- Developer: miHoYo
- Publishers: CHN: miHoYo; WW: HoYoverse;
- Series: Honkai
- Platforms: Android; iOS; Windows;
- Genres: Auto battler, Adventure, Role-playing
- Mode: Single-player

= Honkai: Nexus Anima =

Upcoming video game

Honkai: Nexus Anima (崩坏：因缘精灵 (Bēnghuài: Yīnyuán Jīnglíng)) is an upcoming creature-collector adventure strategy game developed and published by miHoYo. It is the fifth installment in the Honkai series, utilizing some characters from Honkai Impact 3rd and Honkai: Star Rail. It is planned to release for Android, iOS and PC.

==Premise==
The game is set in a world managed by the balance of Nexus, unseen bonds woven between paired concepts such as love and hate. When these bonds are severed, they scatter their power in the form of creatures named Anima. Players control a traveler embarking on an adventure to forge bonds with Anima.

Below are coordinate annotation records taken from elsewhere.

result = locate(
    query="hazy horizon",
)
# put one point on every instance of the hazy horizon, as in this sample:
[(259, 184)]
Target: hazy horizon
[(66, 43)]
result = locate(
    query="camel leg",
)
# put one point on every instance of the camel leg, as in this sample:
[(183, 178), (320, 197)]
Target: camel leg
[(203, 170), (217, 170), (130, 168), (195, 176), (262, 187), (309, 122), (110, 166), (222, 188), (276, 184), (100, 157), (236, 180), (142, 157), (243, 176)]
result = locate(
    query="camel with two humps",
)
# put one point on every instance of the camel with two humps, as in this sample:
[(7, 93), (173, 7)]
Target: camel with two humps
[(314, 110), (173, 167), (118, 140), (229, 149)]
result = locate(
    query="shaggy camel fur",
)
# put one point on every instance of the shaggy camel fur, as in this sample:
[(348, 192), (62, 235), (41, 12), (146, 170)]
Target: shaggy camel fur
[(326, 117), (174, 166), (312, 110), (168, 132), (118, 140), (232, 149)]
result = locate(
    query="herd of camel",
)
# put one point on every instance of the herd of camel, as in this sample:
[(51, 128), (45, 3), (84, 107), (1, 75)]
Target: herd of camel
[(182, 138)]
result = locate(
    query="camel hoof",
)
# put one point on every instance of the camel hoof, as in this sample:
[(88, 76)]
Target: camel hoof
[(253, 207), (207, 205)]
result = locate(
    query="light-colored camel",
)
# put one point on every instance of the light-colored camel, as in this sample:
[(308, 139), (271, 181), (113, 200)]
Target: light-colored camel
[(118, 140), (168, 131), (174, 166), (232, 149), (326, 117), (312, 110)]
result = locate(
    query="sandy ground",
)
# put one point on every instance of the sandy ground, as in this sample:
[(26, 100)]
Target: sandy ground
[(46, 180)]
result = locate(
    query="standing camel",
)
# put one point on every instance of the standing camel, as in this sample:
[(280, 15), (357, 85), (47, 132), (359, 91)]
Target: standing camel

== Development and release==
Honkai: Nexus Anima is developed and published by Chinese company miHoYo. The game's existence was first confirmed in 2024 as one of the five prototypes in process of research and development. Trademark application and media account registration for Honkai: Nexus Anima were discovered in April 2025. The game was later revealed through an easter egg trailer in Star Rail LIVE 2025, an event celebrating the anniversary of Honkai: Star Rail. The game was officially announced in August 2025.

The first closed beta test opened for application in August 2025, dubbed as the "Nexus Bond Test". The second closed beta test, dubbed the "Evolution Test", began on July 9, 2026, for Android, iOS and PC.